А спрос всегда с главнокомандующего. Почему не держал людей в узде? И это после того, как на командные должности неутомимо лезет титулованная знать с длиннейшими родословными и без каких-либо полководческих способностей! Все тащат наверх своих – родственники императора, его жена, его приближенные, его фаворитки, его собутыльники… Император подписывает назначения, и важные посты занимают кичливые ничтожества и воры. Многие храбры, но без мозгов. Кто-то ищет славы, кто-то добычи, кто-то того и другого. Не всякого расстреляешь перед строем за неисполнение приказа. Подлец Барини, надо думать, не знает и сотой доли этих проблем…
Глагр страдал. С пятнадцати лет он занимался только войной, начав службу рядовым в легкоконном полку, но нельзя было сказать, что все это время он видел одно и то же. При Гугуне Великом были иные порядки. Имперская армия била тогда всех – кочевников, непокорных вассалов, рыцарей ордена и уж нечего говорить о крестьянских толпах, предводительствуемых каким-либо нищим дворянином. При Гугуне никто не смел пикнуть. Гугун не стеснялся казнить герцогов. Гугун отыскивал и выдвигал способных людей любого звания. За то и претерпел в конце концов лютую казнь.

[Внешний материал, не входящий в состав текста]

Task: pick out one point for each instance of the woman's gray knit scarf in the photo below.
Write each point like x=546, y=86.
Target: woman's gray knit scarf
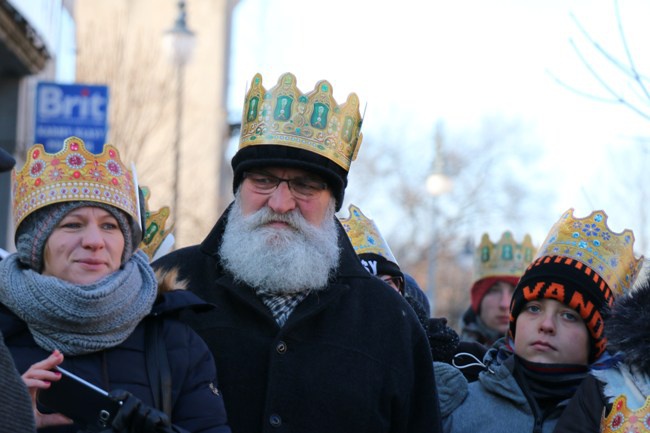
x=79, y=319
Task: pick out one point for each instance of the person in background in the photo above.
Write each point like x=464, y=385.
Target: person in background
x=305, y=340
x=497, y=271
x=555, y=333
x=79, y=294
x=15, y=404
x=615, y=397
x=378, y=259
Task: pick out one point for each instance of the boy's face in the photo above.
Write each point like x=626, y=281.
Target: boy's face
x=548, y=331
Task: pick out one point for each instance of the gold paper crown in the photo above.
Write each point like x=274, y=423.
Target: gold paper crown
x=365, y=236
x=590, y=241
x=73, y=174
x=623, y=419
x=314, y=122
x=505, y=258
x=157, y=238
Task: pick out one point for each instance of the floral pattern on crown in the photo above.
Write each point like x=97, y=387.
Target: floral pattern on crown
x=590, y=241
x=72, y=174
x=365, y=236
x=314, y=121
x=504, y=258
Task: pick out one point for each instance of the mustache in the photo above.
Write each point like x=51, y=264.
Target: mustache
x=265, y=215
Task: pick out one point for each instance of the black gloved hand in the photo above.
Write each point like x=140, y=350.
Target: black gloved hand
x=442, y=339
x=136, y=417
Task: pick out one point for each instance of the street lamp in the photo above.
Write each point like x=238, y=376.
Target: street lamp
x=438, y=183
x=178, y=42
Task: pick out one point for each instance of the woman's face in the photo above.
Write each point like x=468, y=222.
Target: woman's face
x=549, y=332
x=84, y=247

А теперь Барини имеет такую армию, какую не худо бы иметь Империи…
– Не следовало ли вам, господин маршал, поддержать атаку нашей кавалерии общим наступлением? – несколько обиженным тоном проговорил император, сильнее обычного оттопыривая губу. Самолюбие монарха очевидным образом страдало.
Глагр отметил, что император сказал «вам», а не «нам». Изнеженный юнец ясно давал понять, кому будет приписана вина за поражение.
– Ни в коем случае, ваше величество… Барини только и ждет этого. На равнине он сильнее нас.
– Так что же вы намерены делать?
– Ждать, ваше величество, ждать. Обстрел не может продолжаться вечно. Рано или поздно противник атакует нас, и вот тогда-то скажутся все преимущества нашей позиции…
– А вы не боитесь, что эту великолепную позицию скоро некому будет защищать? – презрительно спросил монарх.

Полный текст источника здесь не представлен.